In this study, the PAR turnover could be monitored in living cells, achieved by a successful tagging of its component NAD+ with the fluorescent dye TMR (Wallrodt, Buntz et al. 2016). To investigate the biological functionality of this 2TMR-NAD+ molecule, localized DNA damage was induced using the microirradiation system. It could be quantitatively shown that the fluorescently labeled 2TMR-NAD+ accumulates at laser-induced DNA damage. Upon treatment with the PARP1 inhibitor ABT-888, no signal accumulation could be observed indicating that the effect is completely dependent on PARP1/2 activity.
As described in the previous sections, PAR chains have the ability to mediate the recruitment of other factors for coordinating an efficient repair process (Tallis, Morra et al. 2014). One of the known PAR binding domains is the macrodomain, which represents the non-histone like C-terminus of the histone variant macroH2A (Angelov, Molla et al.
2003). It binds PAR either covalently or non-covalently (Karras, Kustatscher et al. 2005).

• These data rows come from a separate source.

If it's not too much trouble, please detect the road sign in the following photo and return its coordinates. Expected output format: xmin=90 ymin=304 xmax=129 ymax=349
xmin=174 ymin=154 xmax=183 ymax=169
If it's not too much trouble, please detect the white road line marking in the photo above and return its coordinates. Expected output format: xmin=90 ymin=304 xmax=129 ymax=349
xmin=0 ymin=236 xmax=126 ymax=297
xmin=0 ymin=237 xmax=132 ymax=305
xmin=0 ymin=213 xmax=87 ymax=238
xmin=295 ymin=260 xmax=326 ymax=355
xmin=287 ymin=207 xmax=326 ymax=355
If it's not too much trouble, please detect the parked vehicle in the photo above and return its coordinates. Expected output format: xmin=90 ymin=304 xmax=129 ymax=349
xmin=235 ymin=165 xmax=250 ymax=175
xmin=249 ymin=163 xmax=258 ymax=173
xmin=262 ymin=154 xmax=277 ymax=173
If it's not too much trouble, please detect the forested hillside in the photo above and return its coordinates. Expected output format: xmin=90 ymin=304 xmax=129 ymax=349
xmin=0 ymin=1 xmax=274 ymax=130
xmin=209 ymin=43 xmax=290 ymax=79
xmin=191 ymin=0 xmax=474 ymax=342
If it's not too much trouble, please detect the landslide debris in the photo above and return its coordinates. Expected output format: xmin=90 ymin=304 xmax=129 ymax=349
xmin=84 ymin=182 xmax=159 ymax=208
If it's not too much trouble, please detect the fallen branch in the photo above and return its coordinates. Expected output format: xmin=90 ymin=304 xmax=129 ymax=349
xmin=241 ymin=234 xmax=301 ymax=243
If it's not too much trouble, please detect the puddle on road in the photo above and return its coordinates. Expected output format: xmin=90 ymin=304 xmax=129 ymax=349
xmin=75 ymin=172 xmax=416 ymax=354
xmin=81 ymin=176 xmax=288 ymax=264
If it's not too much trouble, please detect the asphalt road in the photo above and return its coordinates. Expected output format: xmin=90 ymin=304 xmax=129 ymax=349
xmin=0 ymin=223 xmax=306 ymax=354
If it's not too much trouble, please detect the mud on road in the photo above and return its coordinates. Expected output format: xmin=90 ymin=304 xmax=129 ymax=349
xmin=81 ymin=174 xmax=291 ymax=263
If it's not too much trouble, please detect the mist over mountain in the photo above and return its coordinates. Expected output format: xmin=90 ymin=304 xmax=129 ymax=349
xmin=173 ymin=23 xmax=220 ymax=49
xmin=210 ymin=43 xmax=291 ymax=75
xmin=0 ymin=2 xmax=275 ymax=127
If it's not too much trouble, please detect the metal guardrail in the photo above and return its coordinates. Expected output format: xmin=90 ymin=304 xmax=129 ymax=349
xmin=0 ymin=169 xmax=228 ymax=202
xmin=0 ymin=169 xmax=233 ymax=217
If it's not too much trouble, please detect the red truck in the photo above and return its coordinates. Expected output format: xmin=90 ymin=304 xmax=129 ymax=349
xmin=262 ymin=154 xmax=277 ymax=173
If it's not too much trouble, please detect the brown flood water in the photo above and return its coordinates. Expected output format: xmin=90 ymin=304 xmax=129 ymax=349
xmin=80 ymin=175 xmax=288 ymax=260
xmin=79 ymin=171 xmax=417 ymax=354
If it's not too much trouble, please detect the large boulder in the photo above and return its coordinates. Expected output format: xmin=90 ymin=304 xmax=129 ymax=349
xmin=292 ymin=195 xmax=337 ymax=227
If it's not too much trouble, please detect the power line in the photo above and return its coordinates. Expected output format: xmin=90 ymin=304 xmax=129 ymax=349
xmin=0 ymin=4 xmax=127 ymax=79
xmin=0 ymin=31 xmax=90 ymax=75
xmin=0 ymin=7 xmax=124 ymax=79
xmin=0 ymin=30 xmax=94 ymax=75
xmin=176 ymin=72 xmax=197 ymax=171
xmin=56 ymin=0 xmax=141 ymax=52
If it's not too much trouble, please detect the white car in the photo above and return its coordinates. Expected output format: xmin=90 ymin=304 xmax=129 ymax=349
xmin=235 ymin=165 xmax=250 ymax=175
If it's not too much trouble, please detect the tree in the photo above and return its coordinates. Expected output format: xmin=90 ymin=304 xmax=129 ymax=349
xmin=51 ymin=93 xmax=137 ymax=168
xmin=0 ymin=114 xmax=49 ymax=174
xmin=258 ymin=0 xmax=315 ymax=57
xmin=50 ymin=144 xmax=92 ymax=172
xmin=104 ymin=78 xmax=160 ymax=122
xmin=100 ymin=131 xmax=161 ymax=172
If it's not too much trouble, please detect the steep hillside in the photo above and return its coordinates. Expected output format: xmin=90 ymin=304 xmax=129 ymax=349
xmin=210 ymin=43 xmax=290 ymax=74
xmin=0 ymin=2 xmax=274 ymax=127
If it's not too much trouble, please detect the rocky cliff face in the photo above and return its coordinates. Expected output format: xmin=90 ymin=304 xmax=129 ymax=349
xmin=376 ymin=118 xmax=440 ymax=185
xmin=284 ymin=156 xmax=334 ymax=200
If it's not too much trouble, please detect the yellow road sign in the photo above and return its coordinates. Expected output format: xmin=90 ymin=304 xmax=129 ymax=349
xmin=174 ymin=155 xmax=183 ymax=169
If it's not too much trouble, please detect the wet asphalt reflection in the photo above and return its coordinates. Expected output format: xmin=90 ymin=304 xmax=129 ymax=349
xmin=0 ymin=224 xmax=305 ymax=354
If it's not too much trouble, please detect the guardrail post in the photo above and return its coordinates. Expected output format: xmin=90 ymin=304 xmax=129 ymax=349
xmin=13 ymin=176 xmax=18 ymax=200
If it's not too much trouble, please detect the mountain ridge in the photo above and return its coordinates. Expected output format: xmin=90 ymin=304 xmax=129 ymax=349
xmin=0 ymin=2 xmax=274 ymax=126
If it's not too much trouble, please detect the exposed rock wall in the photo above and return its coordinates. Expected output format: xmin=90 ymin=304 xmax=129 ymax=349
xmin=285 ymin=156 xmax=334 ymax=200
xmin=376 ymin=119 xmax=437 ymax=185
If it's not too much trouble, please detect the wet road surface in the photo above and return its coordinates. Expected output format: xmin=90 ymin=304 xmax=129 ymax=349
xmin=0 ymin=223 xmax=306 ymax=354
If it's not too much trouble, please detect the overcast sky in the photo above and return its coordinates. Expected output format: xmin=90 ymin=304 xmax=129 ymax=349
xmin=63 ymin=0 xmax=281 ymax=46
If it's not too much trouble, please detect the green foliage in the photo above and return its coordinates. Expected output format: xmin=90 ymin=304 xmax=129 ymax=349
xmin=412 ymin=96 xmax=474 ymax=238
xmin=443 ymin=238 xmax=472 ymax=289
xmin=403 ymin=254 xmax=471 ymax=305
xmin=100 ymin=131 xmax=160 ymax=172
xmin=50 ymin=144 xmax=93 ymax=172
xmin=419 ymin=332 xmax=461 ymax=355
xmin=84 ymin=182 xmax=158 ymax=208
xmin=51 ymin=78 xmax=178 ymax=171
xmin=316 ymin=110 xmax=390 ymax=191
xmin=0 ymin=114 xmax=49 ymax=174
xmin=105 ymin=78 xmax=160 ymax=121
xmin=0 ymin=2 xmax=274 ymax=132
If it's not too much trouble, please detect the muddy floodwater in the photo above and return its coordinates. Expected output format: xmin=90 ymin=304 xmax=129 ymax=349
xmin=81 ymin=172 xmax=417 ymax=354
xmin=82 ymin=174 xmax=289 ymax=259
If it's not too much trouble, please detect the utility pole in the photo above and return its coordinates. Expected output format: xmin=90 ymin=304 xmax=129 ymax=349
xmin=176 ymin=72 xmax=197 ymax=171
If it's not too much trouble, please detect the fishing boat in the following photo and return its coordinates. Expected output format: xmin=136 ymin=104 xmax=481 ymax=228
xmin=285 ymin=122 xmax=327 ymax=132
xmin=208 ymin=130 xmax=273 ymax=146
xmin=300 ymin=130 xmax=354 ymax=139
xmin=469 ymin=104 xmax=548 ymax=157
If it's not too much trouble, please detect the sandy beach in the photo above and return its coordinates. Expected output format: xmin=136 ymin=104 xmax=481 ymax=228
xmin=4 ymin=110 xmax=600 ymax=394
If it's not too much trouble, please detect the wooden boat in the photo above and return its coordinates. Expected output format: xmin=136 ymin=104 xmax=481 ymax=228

Here, the additional transfection of macroH2A-GFP in 2TMR-NAD+ treated cells was used to test simultaneously the accumulation of 2TMR-NAD+ and the subsequent
recruitment of macroH2A-GFP to sites of laser-induced DNA damage. According to the PAR turnover, the signal of 2TMR-NAD+ first accumulates and then decreases over time, while the dissociation of macroH2A-GFP was delayed indicating a longer persistence at damaged sites. Further evaluation of this effect revealed that the less efficient recruitment and the longer persistence of macroH2A-GFP are caused by the treatment with the protein carrier Pep1. This amphipathic carrier peptide was used to facilitate the cellular uptake of the negatively charged 2TMR-NAD+. It consists of a hydrophobic domain, which is responsible for interactions with proteins and the cell membrane. A hydrophilic domain ensures intracellular delivery and solubility (Morris, Depollier et al. 2001, Henriques and Castanho 2004). In macroH2A-GFP transfected cells, but without the presence of 2TMR-NAD+, Pep1 might interact with macroH2A via its hydrophobic properties. Because of the massive recruitment to sites of laser-induced DNA damage, Pep1 might not only interact with the protein but may influence its recruitment behavior. Through its hydrophobic interactions, Pep1 might stabilize the recruited macroH2A-GFP in the complex of the huge repair machinery resulting in a longer persistence at sites of DNA damage.